In any event, I duly returned to the first long and robust footbridge and set about searching for the left hand branch of the track, which did not exist in any form, something that was no surprise to me, nor should it be to you. Finally, I made my way back to the tourist track on the Bardedjilidji circuit. Once on that track, I scrambled up a rock pagoda and had a break from all that wacking as I watched the tourists trundle around the loop below me.
Walking back along the East Alligator River I passed a small, circular, dark pool where a freshwater crocodile was resting on the rock bank. Fumbling with my camera, I scared him (?her) off his rock perch and he disappeared below the ebony water. Shortly thereafter, I saw a big estuarine crocodile lying on the opposite bank in the grey mud of the ebbing East Alligator River, and, further downstream, near Cahills Crossing, another estuarine crocodile floated lazily in the drifting waters. 

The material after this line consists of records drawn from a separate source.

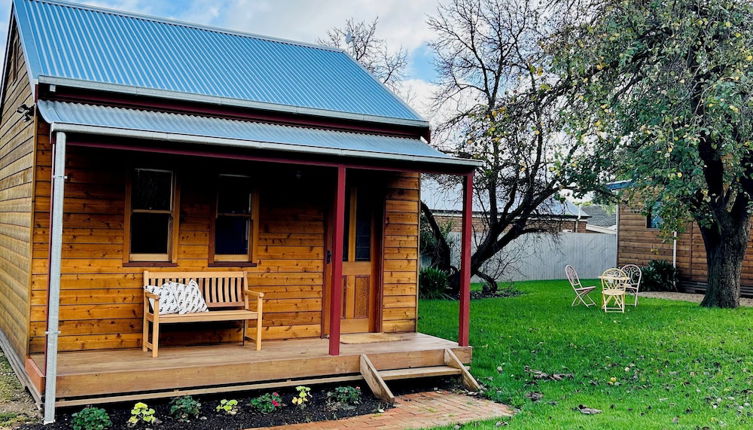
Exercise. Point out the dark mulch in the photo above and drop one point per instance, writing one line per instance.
(316, 410)
(506, 291)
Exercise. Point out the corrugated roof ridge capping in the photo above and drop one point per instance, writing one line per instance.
(105, 50)
(208, 130)
(180, 23)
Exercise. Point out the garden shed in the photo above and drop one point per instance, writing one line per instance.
(132, 146)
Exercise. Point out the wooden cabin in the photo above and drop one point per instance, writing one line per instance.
(639, 240)
(131, 144)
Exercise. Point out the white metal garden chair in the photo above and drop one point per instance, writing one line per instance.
(613, 284)
(634, 284)
(581, 292)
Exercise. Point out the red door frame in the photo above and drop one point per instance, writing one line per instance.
(337, 263)
(465, 262)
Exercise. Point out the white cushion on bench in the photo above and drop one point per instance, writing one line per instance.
(167, 302)
(188, 297)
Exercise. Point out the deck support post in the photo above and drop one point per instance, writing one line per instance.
(465, 261)
(335, 298)
(53, 308)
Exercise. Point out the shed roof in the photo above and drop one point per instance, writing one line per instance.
(166, 126)
(448, 198)
(90, 47)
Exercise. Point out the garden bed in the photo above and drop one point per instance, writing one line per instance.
(316, 409)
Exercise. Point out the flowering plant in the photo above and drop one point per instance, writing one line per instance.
(304, 395)
(266, 403)
(141, 413)
(229, 407)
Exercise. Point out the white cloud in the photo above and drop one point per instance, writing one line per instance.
(401, 23)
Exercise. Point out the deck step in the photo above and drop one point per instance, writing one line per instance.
(419, 372)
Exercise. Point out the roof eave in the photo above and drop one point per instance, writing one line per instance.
(252, 144)
(226, 101)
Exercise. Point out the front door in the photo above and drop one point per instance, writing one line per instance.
(359, 246)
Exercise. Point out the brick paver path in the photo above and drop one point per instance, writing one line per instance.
(419, 410)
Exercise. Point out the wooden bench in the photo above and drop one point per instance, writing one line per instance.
(226, 294)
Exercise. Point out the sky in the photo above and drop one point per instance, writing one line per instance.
(402, 23)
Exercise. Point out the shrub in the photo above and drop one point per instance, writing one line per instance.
(229, 407)
(141, 413)
(266, 403)
(184, 408)
(659, 275)
(433, 283)
(91, 419)
(304, 395)
(344, 396)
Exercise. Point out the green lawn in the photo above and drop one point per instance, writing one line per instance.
(675, 365)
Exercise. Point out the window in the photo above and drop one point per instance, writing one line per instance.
(151, 214)
(235, 222)
(653, 219)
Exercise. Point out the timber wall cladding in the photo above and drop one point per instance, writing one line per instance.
(16, 191)
(400, 271)
(101, 299)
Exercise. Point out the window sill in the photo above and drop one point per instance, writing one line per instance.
(232, 264)
(150, 264)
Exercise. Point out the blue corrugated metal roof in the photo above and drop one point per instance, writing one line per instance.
(88, 45)
(108, 120)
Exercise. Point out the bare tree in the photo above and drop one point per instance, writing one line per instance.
(359, 39)
(494, 66)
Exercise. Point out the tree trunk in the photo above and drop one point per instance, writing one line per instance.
(490, 284)
(725, 251)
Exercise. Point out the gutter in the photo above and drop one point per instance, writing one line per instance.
(53, 309)
(57, 127)
(227, 101)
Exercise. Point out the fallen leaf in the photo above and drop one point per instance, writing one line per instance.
(585, 410)
(535, 396)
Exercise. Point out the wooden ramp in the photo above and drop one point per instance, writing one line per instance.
(91, 377)
(375, 379)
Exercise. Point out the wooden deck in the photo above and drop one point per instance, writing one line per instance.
(111, 375)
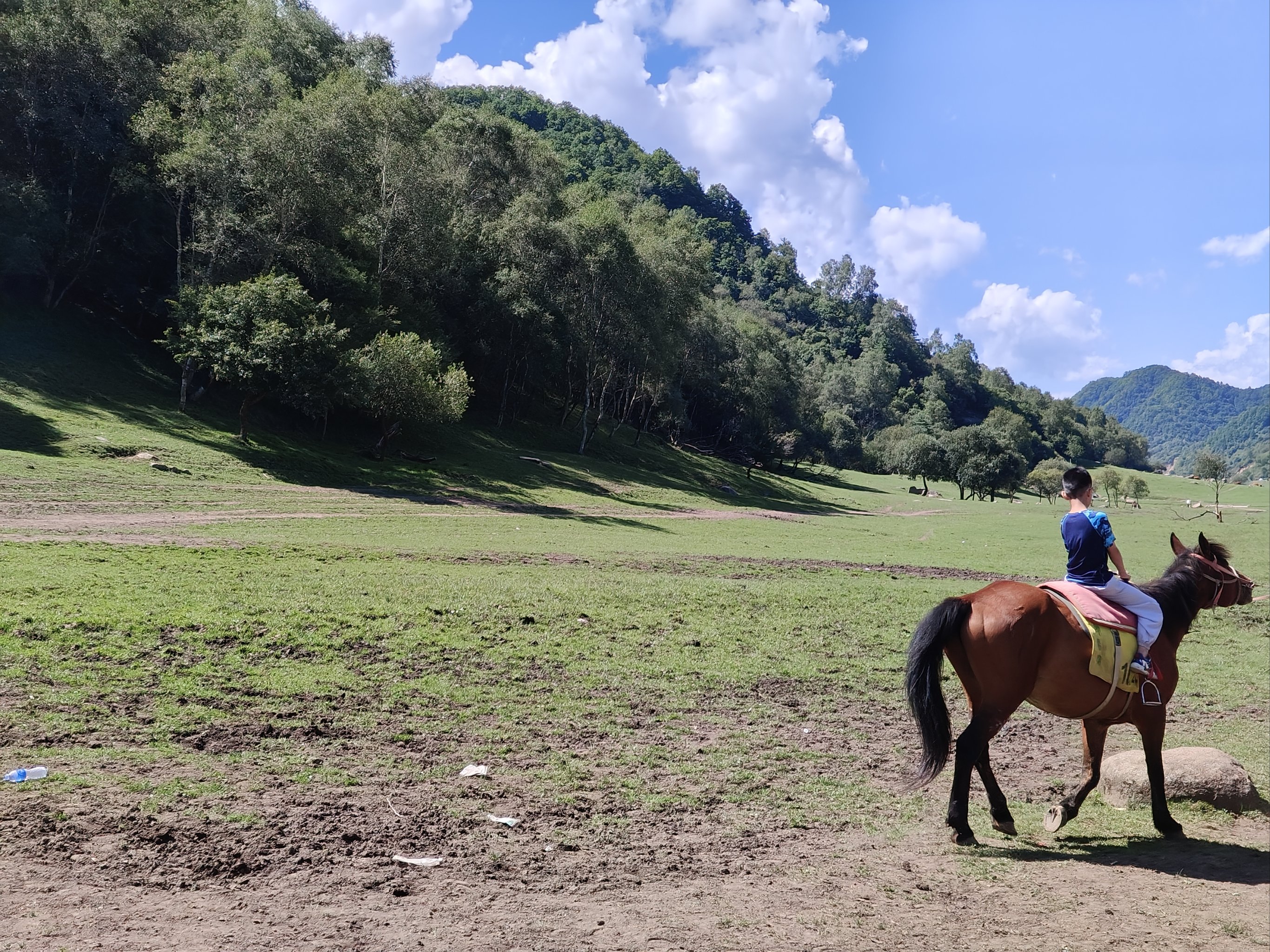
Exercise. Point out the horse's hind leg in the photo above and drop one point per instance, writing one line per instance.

After spending some time at Cahills Crossing; quite a crowd had gathered by now and were watching as one white fella pulled out a series of barramundi for a bunch of black fellas, all of whom were happy to get their own fish for dinner, I meandered downstream onto the Manngarre track. 


This short circuit walk has been hacked into dense monsoon forest on the western bank of the East Alligator River. There are a series of viewing platforms but most have grown in so thickly that the river can only be glimpsed through the foliage. I did, however, at the "womens' place" on the trail, see yet another estuarine crocodile, this one swimming up river with some determination. By the time I returned yet again to Cahills Crossing, the run of the river had switched and the silvery grey water was rushing up over the weir. A "cheeky" (as the aboriginals would say) white fella, in a work truck on his way to some job in Arnhem Land, drove out into the writhing water, feeling cocky, as white fellas are wont to do, and almost lost his truck in the turbulent water as it began to float at the deepest part of the crossing. Given that there were by my count at least three saltwater crocodiles now upstream, swimming out of a lost vehicle here would be quite a proposition. Finally, with swollen feet, in the heat of the day, after wandering about, thoroughly enjoying myself for the last six hours, I wandered back along the track to enjoy a well earned cup of tea at the caravan.